Otra función de la Universidad es la de producir conocimientos, es decir, investigar, innovar, solucionar problemas lo cual supone, que los docentes tengan la capacidad para producir ideas novedosas, pero no solo de conocimientos para la ciencia sino también que esta dinámica les permita reflejar modos de actuación como reflejo positivo para sus estudiantes en ese campo.

Una función de la universidad no menos importante es la social. La relación sociedad-universidad no puede ser contemplada como sucedió hasta el pasado siglo. Para orientar esta relación de acuerdo con lo que la sociedad moderna pide, es indispensable seguir ampliando las fronteras de la dirección del proceso enseñanza-aprendizaje afianzada en la comunicación entre universidades, otras instituciones, organismos, fábricas, empresas, de la comunidad en su sentido más amplio y con los actores sociales. Estas ideas son la base para una redefinición de lo que significa el concepto de "clase" en pleno siglo del conocimiento y sobre lo cual será dedicado, en otro momento, un espacio de reflexión. Hacia esa visión de la educación es que están orientados hoy los cambios pedagógicos.

Vinculado al concepto de globalización, casi como sinónimo, hoy se reitera también el de sociedad del conocimiento, teniendo en cuenta que esta expresión es en la actualidad un componente central en la conformación de la riqueza de cualquier país y es, a la vez, la condición para el aumento de la productividad y para el mejoramiento del nivel de auto-crecimiento y auto-valoración de las personas, lo cual hace que desempeñe un papel protagónico en el desarrollo.

El mundo se ha abocado a la llamada tecnologización y como consecuencia, se han modificado las relaciones de trabajo, las relaciones sociales, la experiencia personal y la cultura humana en general. Se vive en la era de la información y es el uso de las Tic una manifestación concreta. Por ello se considera que es momento de que los esquemas de la educación que han primado, se modifiquen, pasando el profesor a ser un director y organizador del proceso enseñanza-aprendizaje, más que facilitador, que estimule y propicie el desarrollo de conocimientos, habilidades y valores requeridos por la sociedad y de los cuales el discente debe ser tributario para avanzar en su propio proceso de formación profesional, en su autocapacitación profesionalizante continua y permanente.

En la actualidad, la producción del conocimiento es heterogénea en términos del grado de desarrollo de las habilidades y de la cultura científico-profesional 6 de quienes en ella intervienen.
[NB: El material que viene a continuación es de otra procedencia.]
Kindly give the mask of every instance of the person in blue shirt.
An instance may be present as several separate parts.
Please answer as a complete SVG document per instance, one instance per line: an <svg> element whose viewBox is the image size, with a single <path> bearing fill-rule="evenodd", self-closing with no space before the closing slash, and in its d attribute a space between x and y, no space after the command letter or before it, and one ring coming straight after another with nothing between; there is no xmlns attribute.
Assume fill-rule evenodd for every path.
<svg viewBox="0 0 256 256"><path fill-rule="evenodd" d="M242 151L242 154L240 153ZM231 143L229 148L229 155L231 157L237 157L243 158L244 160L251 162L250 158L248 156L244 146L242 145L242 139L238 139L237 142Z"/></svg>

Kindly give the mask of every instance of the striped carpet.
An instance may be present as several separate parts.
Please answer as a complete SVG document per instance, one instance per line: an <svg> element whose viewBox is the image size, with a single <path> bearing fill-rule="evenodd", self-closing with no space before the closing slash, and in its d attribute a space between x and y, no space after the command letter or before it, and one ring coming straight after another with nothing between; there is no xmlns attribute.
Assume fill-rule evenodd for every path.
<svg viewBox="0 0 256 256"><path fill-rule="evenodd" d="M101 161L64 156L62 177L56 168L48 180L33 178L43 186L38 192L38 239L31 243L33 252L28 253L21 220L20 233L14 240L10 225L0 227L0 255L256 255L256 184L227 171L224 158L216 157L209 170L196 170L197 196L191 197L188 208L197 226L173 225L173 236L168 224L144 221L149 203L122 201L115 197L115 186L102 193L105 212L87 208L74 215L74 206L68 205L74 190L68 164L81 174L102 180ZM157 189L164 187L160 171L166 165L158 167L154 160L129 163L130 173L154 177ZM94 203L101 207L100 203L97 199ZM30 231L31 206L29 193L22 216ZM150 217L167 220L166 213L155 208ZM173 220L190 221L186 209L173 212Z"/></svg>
Por ello, esos factores evidencian que se hable, cada vez más de aprendizaje continuo en vez de un conocimiento estático, de trabajo colaborativo y cooperativo en vez de asimilación individual, sin negar la importancia de la individualización de la dirección del proceso enseñanza-aprendizaje allí donde es necesario e imprescindible, etc.

De manera muy especial, por las características de las nuevas circunstancias, el currículo y los programas académicos están llamados a transformarse y cumplir una función social clave, ya que pueden brindar una oportunidad para lograr un salto hacia una sociedad donde cada persona haya desarrollado habilidades y destrezas para tener un acceso efectivo al conocimiento y a mayores opciones y oportunidades de desarrollo.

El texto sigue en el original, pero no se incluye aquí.